“They sent you up here with only that bag?” Mr. Stagg said with some exasperation. “Haven’t you got any clothes but those you stand in?”
“Mrs. Price said—said they weren’t suitable,” explained the little girl. “You see, they aren’t black.”
“Oh!” exploded her uncle.
“You greatly lack tact, Joseph Stagg,” said Aunty Rose, and the hardware dealer cleared his throat loudly as he went to the sink to perform his pre-supper ablutions. Carolyn May did not understand just what the woman meant.
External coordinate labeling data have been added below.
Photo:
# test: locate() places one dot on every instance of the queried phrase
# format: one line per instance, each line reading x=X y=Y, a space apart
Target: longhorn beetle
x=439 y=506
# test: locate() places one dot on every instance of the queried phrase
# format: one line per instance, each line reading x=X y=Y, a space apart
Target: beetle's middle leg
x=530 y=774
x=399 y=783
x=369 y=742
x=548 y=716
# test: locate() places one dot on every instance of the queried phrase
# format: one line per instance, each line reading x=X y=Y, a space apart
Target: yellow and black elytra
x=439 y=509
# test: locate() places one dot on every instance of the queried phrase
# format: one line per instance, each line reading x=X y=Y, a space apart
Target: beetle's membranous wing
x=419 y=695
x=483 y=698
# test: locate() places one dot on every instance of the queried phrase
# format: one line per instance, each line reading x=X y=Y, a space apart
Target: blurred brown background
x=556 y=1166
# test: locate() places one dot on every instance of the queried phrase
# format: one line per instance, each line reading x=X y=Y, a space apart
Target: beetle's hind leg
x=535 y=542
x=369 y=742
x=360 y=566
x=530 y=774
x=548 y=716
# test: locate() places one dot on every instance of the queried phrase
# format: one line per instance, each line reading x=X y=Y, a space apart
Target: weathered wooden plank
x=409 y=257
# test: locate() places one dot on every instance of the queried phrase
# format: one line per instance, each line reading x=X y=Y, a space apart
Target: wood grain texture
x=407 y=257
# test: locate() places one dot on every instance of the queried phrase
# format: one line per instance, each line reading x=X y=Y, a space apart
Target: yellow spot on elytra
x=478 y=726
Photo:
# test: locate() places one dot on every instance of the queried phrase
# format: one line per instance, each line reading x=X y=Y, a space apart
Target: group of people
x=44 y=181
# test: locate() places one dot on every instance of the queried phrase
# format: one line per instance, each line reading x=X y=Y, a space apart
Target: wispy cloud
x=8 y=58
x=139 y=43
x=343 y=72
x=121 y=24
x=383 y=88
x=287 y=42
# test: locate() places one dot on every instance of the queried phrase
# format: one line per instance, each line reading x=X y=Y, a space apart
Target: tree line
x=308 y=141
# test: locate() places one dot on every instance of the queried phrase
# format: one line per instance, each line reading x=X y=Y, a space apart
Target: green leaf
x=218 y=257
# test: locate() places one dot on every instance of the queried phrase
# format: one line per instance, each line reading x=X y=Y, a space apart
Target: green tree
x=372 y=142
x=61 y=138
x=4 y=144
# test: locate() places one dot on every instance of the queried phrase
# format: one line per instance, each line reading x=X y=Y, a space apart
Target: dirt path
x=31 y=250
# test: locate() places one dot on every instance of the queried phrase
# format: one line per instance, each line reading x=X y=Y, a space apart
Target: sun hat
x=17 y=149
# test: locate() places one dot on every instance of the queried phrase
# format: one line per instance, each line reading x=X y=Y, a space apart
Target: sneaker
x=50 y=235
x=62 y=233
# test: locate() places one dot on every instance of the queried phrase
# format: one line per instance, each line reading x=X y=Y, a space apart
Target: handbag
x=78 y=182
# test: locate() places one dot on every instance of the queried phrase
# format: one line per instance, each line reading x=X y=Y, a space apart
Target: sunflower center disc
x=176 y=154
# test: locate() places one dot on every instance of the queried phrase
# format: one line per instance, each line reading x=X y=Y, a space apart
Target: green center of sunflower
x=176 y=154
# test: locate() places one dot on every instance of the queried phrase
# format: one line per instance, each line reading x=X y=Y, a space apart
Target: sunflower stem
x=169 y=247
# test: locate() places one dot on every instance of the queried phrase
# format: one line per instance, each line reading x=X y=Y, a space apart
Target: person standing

“Ahem!” said Uncle Joe gruffly. “S’pose I ought t’ve read that letter before. What’s come of it, Car’lyn May?”
But just then the little girl was so deeply interested in what Aunty Rose was doing that she failed to hear him. Mrs. Kennedy brought out of the pantry a tin pie plate, on which were scraps of meat and bread, besides a goodly marrow bone.
“If you think the dog is hungry, Car’lyn May,” she said, “you would better give him this before we break our fast.”
“Oh, Aunty Rose!” gasped the little girl, her sober face all a-smile. “He’ll be de-light-ed.”
She carried the pan out to Prince. But first, seeing the immaculate condition of the porch floor, she laid a sack down before the hungry dog and put the pan upon it.
“For, you see,” she told Aunty Rose, who stood in the kitchen doorway watching her, “when he has a bone, he just will get grease all around. He really can’t help it.”